Google Just Gave Us a Microscope for AI Brains: Gemma Scope 2

By Zelili AI
December 19, 2025
Launch

We have all often discussed how powerful Large Language Models (LLMs) are and yet we hardly know what in the world they think. They are black boxes to most of us and even their creators.

Today, Google DeepMind punched a gaping mole-shaped hole in that box with the launch of Gemma Scope 2.

This isn’t just a model update; it’s an enormous suite of “interpretability tools” to help researchers visualize the inner decision-making life of the entire Gemma 3 family.

Topics

If Gemma 3 is the engine, Gemma Scope 2 is both the see-through hood and diagnostic computer.

The “Largest Ever” Open Release

Introducing Gemma Scope 2

🤗Largest open release of interpretability tools (over 1 trillion parameters trained!)
🔬Works as a microscope to analyze all Gemma 3 models' internal activations
🗣️Advanced tools for analyzing chat behaviors pic.twitter.com/wnMg3tIXuV
— Omar Sanseviero (@osanseviero) December 19, 2025

The size of this release is awe-inspiring. In developing these tools Google says that they had to store around 110 Petabytes of data and train over 1 trillion total parameters just for interpretability.

That makes it the largest open-source release of interpretability tools by an AI lab to date. It spans all model sizes of the Gemma 3 range, from the tiny 270M parameter one to the mighty 27B variant.

A “Microscope” for Neural Networks

A spokesman for Google has described Gemma 2 as a “microscope” for language models. But how does it actually happen?

It is based on state-of-the-art methods, e.g. Sparse Autoencoders (SAEs) and Transcoders. Consider them to be translators that are perched atop the model’s “neurons.”

They peer at raw, messy mathematical activations inside the A.I. and turn those into human-understandable concepts such as “this neuron computes when thinking about cancer therapy” or “this layer responds to a lie.”

Also Read: Meta Prepares AI Offensive for 2026 with “Mango” and “Avocado” Models

Key Technical Upgrades:

Full Coverage: In contrast to the previous version, this is a suite for all layers of Gemma 3 models not only some elements.
Complex Wiring: It also incorporates Skip-transcoders and Cross-layer transcoders that allow researchers to visualize the development of a thought through multiple layers of the brain.
Matryoshka Training: They employed a cutting-edge training method (which they call Matryoshka) that allows their tools to spot more useful concepts and fine-tunes errors in the previous model.

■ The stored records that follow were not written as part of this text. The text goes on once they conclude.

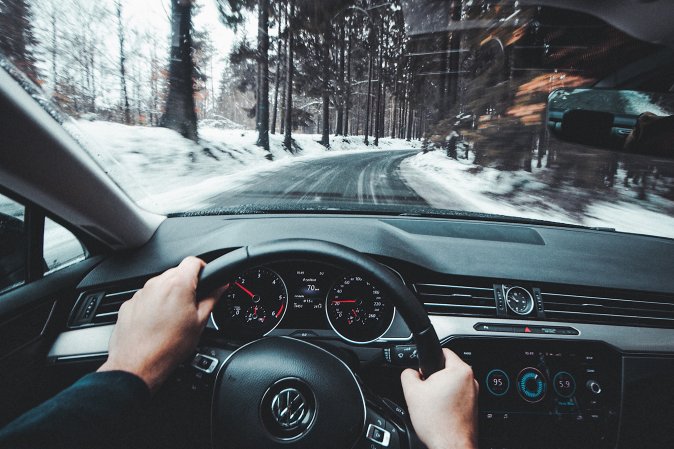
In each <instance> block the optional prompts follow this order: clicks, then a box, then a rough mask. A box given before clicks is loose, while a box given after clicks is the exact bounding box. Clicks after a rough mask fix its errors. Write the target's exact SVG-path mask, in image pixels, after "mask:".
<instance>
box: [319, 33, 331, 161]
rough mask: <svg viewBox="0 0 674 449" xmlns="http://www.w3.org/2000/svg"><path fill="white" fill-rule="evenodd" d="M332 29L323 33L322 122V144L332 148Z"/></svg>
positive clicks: (328, 147) (321, 141) (324, 145)
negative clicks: (331, 68) (331, 128)
mask: <svg viewBox="0 0 674 449" xmlns="http://www.w3.org/2000/svg"><path fill="white" fill-rule="evenodd" d="M329 33H330V29H329V28H327V29H326V30H325V31H324V35H323V58H322V62H323V114H322V119H321V122H322V124H323V133H322V135H321V145H323V146H324V147H326V148H330V40H329V38H328V35H329Z"/></svg>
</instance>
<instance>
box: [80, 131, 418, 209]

Why This Matters: Debugging the “Black Box”

This isn’t just academic. As models grow, they exhibit “emergent behaviors”, talent that wasn’t exactly programmed into them. Sometimes it’s a good thing (such as learning newfound science), and sometimes it’s dangerous (such as jailbreaking or manipulation).

Gemma-baseline 2 has specific functionality to investigate chatbot behaviors, and allows researchers to:

Jailbreaks: How users fool the model.
Refusal Mechanisms: Where and why a model says “no.”
Chain-of-Thought Faithfulness: Verifying whether the internal reasoning of a model is consistent with what is actually communicated with the user.

By opening up these tools, Google is essentially crowdsourcing the safety audit of its latest models.